Publicado 01/05/2025 22:11

EUA chamam a violência contra drusos na Síria de "repreensível e inaceitável

Carros queimados em Ashrafiyat Sahnaya, província de Dimashq, após confrontos entre membros da minoria drusa e combatentes sírios pró-governo
Moawia Atrash/dpa

MADRID 2 maio (EUROPA PRESS) -

O governo dos Estados Unidos qualificou nesta quinta-feira de "repreensível e inaceitável" a violência contra a comunidade drusa, depois que cerca de 75 pessoas foram mortas em atos de violência sectária nos últimos dias nos arredores da capital síria, Damasco.

"A violência recente e a retórica inflamada dirigida contra membros da comunidade drusa na Síria são repreensíveis e inaceitáveis. As autoridades interinas devem pôr fim aos confrontos, responsabilizar os autores da violência e dos danos aos civis por suas ações e garantir a segurança de todos os sírios", disse um comunicado do Departamento de Estado.

Nesse sentido, ele considerou que "o sectarismo só mergulhará a Síria e a região no caos e em mais violência". "Vimos que os sírios podem resolver suas disputas pacificamente por meio de negociações. Pedimos um futuro governo representativo que proteja e integre todas as comunidades da Síria, inclusive as minorias étnicas e religiosas.

O número de mortos nos confrontos continua a aumentar diariamente, apesar do fato de as autoridades sírias e os dignitários de Kharamana terem chegado a um acordo para acabar com as tensões. Nas últimas horas, o Ministério do Interior da Síria enfatizou que o acordo "estipula a entrega imediata de armas pesadas e o aumento do envio de forças" para "consolidar a estabilidade e restaurar a normalidade".

"O acordo também estipula a entrega de armas individuais não licenciadas após um período específico e a restrição da posse de armas a instituições oficiais do Estado. O acordo determina que as forças do Ministério da Defesa garantirão a segurança fora de Jaramana", disse em uma breve declaração.

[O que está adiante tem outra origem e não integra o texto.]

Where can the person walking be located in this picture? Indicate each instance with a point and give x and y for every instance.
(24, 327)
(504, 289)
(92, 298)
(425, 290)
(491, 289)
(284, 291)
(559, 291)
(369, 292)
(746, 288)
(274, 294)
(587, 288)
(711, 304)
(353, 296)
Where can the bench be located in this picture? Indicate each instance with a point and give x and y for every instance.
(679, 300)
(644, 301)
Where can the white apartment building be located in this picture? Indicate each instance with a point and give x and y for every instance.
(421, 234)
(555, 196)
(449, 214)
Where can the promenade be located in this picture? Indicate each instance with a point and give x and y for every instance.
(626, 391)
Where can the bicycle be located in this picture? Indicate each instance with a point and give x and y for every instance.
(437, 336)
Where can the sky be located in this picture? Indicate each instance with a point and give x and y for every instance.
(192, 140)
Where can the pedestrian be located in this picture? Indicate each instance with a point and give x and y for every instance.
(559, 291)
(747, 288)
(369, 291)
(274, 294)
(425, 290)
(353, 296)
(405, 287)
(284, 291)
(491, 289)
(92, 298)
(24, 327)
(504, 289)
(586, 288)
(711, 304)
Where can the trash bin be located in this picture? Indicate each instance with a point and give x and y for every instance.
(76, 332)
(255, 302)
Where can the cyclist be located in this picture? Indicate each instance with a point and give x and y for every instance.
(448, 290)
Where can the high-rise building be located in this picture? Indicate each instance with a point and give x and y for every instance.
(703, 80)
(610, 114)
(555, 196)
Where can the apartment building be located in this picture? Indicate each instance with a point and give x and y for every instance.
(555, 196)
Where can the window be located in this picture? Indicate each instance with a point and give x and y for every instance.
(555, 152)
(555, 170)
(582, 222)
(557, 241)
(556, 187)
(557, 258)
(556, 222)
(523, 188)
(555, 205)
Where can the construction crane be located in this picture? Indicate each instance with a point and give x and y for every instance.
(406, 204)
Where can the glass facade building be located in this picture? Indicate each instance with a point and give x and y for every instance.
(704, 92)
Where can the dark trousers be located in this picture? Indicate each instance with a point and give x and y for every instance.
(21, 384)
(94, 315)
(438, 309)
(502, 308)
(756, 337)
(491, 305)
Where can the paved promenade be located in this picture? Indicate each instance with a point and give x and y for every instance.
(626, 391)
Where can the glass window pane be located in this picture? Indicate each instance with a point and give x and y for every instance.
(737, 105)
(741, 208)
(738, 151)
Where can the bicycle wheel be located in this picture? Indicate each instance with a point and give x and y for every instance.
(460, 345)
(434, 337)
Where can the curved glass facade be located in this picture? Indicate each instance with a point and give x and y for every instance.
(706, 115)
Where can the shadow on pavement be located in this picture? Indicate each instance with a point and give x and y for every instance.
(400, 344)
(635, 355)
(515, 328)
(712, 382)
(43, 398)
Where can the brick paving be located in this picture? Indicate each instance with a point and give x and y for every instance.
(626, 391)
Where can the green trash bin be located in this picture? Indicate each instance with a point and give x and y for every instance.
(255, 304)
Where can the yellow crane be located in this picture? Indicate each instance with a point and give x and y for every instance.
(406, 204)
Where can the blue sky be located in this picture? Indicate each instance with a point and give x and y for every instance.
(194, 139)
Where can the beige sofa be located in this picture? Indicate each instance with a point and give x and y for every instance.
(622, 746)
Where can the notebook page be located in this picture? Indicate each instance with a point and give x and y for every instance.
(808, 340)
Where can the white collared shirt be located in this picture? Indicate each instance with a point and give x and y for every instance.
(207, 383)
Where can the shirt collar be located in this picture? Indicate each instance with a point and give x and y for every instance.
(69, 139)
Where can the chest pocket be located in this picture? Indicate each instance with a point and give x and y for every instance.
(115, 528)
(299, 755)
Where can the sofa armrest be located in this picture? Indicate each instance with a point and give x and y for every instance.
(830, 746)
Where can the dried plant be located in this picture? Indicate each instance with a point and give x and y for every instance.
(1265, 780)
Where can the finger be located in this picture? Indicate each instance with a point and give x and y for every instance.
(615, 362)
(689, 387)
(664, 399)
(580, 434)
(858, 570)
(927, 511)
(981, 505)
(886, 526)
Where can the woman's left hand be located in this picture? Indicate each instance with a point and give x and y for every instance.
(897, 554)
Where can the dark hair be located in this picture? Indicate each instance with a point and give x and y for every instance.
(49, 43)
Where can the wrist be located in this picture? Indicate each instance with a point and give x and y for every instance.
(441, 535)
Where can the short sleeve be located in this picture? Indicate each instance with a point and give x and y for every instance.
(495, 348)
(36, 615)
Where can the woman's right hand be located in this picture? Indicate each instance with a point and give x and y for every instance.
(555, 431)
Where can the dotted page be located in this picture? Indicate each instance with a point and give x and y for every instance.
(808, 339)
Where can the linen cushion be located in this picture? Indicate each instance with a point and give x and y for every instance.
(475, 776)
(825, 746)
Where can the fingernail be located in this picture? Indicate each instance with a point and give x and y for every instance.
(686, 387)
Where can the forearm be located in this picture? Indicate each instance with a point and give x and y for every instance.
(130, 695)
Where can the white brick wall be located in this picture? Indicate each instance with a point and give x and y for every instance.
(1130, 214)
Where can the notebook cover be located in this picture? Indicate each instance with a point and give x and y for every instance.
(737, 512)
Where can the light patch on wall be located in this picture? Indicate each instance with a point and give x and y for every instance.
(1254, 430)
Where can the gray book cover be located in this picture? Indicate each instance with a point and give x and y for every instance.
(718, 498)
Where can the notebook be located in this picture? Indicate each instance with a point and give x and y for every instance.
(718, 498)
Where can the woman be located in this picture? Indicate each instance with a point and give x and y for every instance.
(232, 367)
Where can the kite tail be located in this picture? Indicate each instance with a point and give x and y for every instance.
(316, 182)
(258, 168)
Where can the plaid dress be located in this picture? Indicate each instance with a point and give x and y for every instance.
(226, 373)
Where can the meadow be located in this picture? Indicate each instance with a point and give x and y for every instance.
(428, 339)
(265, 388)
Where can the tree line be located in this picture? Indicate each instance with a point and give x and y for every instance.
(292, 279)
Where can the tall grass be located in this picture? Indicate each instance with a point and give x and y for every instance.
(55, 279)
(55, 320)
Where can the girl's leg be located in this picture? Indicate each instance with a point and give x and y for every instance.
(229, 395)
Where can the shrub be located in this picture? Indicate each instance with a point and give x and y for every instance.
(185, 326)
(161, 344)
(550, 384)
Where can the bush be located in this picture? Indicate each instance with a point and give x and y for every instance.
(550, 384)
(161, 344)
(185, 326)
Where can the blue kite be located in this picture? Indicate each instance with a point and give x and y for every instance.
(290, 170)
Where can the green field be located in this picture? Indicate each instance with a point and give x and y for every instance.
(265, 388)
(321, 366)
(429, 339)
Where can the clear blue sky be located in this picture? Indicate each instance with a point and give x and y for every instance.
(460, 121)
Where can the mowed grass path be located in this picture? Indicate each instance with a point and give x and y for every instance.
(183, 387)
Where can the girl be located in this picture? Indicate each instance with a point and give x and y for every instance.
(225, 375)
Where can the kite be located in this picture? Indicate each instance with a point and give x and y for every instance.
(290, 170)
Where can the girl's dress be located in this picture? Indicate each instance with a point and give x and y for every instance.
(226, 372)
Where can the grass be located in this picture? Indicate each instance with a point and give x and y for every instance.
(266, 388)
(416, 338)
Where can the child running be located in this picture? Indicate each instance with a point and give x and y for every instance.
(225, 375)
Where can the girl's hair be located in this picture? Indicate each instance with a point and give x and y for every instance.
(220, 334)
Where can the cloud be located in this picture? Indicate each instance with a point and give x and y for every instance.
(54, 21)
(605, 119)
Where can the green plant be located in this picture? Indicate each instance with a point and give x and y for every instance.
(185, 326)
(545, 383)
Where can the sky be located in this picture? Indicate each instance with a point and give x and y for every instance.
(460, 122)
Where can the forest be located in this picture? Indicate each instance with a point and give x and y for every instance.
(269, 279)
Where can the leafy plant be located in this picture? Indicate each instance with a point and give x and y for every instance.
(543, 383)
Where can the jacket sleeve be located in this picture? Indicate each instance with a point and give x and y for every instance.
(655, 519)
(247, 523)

Anteriormente, o líder druso da Síria, Jikmat Khayari, havia solicitado a chegada de uma "força internacional de manutenção da paz" ao país para proteger sua comunidade e "impedir que esses crimes continuem", enquanto Damasco se opôs ao seu pedido, dizendo que isso só levaria a "mais divisões" na sociedade.

Jayari chamou o que aconteceu de "ataque genocida injustificado" contra "pessoas pacíficas sentadas em suas casas" e disse que "não confia mais" no "órgão que se autodenomina governo, porque nenhum governo mata seu próprio povo", conforme relatado pelo portal de notícias Rudaw.

Por sua vez, as autoridades israelenses ameaçaram agir com "muita força" na Síria se a violência contra a minoria drusa persistir, e até mesmo o ministro do Interior, Moshe Arbel, pediu ao primeiro-ministro Benjamin Netanyahu que "intervenha" "urgentemente" para pôr fim à crescente violência sectária.

Os conflitos eclodiram após a publicação nas mídias sociais de uma mensagem considerada insultuosa ao Profeta Maomé, atribuída a um clérigo druso, o que levou a uma campanha de "incitação sectária" que até mesmo levou Israel a lançar bombardeios perto de Damasco e a exigir que as autoridades garantam a proteção dos drusos.